Creating dbt models manually is a tedious process that can consume hours of a data engineer's time. Especially when no (big) business transformations are made, it is not the most attractive part of an engineer's work with data.
But what if you could automate this entire process? In this walkthrough, I'll show you exactly how GitLab Duo Agent Platform can generate comprehensive dbt models in just minutes, complete with proper structure, tests, and documentation.
What we're building
Our marketing team wants to effectively manage and optimize advertising investments. One of the advertising platforms is Reddit, so, therefore, we are extracting data from the Reddit Ads API to our enterprise Data Platform Snowflake. At GitLab, we have three layers of storage:
raw
layer - first landing point for unprocessed data from external sources; not ready for business useprep
layer - first transformation layer with source models; still not ready for general business useprod
layer - final transformed data ready for business use and Tableau reporting
For this walkthrough, data has already landed in the raw layer by our extraction solution Fivetran, and we'll generate dbt models that handle the data through the prep
layer to the prod
layer.
Without having to write a single line of dbt code ourselves, by the end of the walkthrough we will have:
- Source models in the prep layer
- Workspace models in the prod layer
- Complete dbt configurations for all 13 tables (which includes 112 columns) in the Reddit Ads dataset
- Test queries to validate the outcomes
The entire process will take less than 10 minutes, compared to the hours it would typically require manually. Here are the steps to follow:
1. Prepare the data structure
Before GitLab Duo can generate our models, it needs to understand the complete table structure. The key is running a query against Snowflake's information schema, because we are currently investigating how to connect GitLab Duo via Model Context Protocol (MCP) to our Snowflake instance:
SELECT
table_name,
column_name,
data_type,
is_nullable,
CASE
WHEN is_nullable = 'NO' THEN 'PRIMARY_KEY'
ELSE NULL
END as key_type
FROM raw.information_schema.columns
WHERE table_schema = 'REDDIT_ADS'
ORDER BY table_name, ordinal_position;
This query captures:
- All table and column names
- Data types for proper model structure
- Nullable constraints
- Primary key identification (non-nullable columns in this dataset)

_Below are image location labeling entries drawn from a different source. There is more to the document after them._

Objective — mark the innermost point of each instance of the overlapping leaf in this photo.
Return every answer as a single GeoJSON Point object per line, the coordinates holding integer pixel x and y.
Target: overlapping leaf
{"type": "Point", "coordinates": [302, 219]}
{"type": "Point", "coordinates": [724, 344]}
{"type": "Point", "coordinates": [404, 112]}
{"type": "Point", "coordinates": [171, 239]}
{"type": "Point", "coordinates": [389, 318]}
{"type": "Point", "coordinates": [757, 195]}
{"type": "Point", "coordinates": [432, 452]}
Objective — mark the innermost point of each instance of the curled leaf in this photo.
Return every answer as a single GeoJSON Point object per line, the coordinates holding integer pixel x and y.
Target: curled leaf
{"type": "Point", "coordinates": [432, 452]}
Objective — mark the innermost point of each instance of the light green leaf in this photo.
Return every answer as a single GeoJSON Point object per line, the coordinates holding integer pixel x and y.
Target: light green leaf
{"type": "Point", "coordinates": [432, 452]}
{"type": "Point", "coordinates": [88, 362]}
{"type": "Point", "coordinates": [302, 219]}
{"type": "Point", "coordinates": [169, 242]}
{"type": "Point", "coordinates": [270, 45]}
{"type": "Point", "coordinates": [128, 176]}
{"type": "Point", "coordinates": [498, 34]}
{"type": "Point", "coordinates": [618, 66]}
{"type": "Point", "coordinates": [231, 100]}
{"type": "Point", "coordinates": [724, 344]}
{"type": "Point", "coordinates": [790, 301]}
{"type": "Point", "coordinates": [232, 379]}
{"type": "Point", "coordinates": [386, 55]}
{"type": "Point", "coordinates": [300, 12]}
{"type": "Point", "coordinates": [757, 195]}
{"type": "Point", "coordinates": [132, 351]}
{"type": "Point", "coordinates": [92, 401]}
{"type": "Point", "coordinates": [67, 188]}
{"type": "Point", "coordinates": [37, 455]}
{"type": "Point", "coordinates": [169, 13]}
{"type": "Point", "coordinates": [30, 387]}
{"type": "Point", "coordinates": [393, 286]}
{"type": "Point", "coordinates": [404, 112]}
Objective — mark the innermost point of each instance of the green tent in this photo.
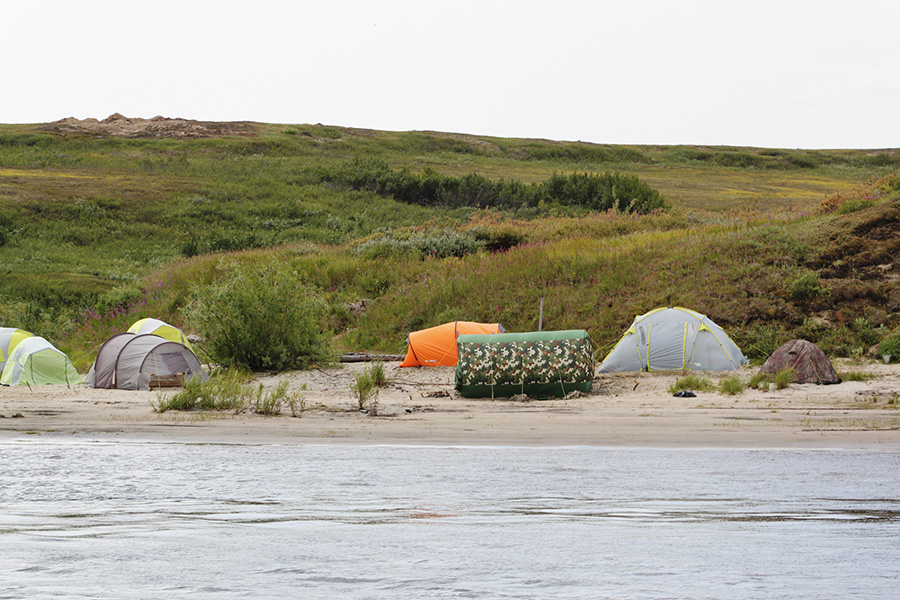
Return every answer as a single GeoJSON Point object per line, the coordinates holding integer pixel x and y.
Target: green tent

Pro tip: In the Reddit Ads dataset, all non-nullable columns serve as primary keys — a pattern. I validated by checking tables like ad_group
, which has two non-nullable columns (account_id
and id
) that are both marked as primary keys. Running this query returned 112 rows of metadata that I exported as a CSV file for model generation. While this manual step works well today, we're investigating a direct GitLab Duo integration with our Data Platform via MCP to automate this process entirely.
2. Set up GitLab Duo
There are two ways to interact with GitLab Duo:
- Web UI chat function
- Visual Studio Code plugin
I chose the VS Code plugin because I can run the dbt models locally to test them.
3. Enter the 'magic' prompt
Here's the exact prompt I used to generate all the dbt code:
Create dbt models for all the tables in the file structure.csv.
I want to have the source models created, with a filter that dedupes the data based on the primary key. Create these in a new folder reddit_ads.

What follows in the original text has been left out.